Nachdem Saedelaere die Reparaturen durchgeführt hat, fliegt er weiter Richtung Terrania und nimmt wieder Kontakt auf. Kanube berichtet von dem Zwischenfall und Saedelaere ermahnt sie, Ruhe zu bewahren. Marboo erkundigt sich nach Rhodan und der SOL, doch Saedelaere muss deren Anwesenheit verneinen.

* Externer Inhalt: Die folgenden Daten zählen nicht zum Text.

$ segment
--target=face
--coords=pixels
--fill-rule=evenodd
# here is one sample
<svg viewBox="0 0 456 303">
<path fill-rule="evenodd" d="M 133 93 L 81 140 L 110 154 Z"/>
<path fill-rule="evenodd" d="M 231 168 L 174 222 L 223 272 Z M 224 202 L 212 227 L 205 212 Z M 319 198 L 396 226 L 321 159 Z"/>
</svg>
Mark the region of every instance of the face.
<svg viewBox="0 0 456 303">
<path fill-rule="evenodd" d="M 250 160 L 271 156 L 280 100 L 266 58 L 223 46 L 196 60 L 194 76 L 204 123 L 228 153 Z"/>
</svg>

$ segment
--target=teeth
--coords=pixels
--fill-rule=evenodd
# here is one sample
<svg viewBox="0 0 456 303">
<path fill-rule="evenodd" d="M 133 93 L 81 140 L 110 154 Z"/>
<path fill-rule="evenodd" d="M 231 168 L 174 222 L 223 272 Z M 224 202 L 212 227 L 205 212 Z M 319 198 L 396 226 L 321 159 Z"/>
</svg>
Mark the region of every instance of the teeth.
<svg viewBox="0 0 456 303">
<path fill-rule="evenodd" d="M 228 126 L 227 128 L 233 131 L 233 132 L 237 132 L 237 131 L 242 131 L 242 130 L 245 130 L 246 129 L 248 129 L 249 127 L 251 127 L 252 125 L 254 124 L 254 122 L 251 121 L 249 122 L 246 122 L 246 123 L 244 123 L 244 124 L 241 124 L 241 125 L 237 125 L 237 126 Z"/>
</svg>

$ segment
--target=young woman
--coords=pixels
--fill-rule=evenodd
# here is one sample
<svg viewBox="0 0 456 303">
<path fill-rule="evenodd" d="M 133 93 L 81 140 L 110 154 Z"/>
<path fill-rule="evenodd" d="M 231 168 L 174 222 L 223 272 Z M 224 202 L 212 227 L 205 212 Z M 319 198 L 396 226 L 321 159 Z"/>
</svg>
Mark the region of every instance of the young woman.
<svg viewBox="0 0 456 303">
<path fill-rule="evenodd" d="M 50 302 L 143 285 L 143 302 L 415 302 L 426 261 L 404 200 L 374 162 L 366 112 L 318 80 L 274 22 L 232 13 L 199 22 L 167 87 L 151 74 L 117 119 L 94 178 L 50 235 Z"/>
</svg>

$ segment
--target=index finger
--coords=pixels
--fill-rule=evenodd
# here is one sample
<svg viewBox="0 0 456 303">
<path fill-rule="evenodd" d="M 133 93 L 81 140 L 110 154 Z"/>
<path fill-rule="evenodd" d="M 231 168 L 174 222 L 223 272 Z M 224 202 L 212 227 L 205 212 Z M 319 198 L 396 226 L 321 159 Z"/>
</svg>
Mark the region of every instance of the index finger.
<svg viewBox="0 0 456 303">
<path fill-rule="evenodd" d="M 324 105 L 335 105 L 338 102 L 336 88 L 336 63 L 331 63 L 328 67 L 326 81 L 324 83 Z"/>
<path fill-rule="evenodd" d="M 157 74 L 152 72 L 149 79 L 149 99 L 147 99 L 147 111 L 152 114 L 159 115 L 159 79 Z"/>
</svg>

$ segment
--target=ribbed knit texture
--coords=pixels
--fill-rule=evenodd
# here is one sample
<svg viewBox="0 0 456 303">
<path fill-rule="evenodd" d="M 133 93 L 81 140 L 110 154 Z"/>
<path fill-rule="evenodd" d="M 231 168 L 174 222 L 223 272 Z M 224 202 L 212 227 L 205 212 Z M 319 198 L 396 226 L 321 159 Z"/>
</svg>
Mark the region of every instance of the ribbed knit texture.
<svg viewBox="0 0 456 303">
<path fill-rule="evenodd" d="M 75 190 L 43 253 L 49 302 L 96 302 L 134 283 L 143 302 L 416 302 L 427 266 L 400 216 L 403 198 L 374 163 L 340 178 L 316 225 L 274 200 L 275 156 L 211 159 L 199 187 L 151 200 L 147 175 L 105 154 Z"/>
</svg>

In Terrania begibt sich Saedelaere zuerst nach Imperium-Alpha, das so verlassen ist wie die restliche Stadt. Er besorgt sich einige Ausrüstungsgegenstände einschließlich eines Translators. Auf der Straße vor dem Cherryl-Haus angekommen, wartet Saedelaere geduldig auf ein Lebenszeichen des verletzten Extraterrestriers. Währenddessen hält er Funkkontakt zu den drei Terranern und postuliert die nächsten Ziele:

  • Wo befindet sich die Erde?
  • Wo ist die Menschheit?
  • Gibt es noch weitere Überlebende auf der Erde? Diese müssen gefunden werden!
  • NATHAN muss reaktiviert werden!

Langur erscheint nach zwei Phasen der Regeneration – und die Verständigung beginnt.

Saedelaere verkündet den drei Terranern, dass sie ab jetzt zu fünft seien: Der Fremde sei ein Freund.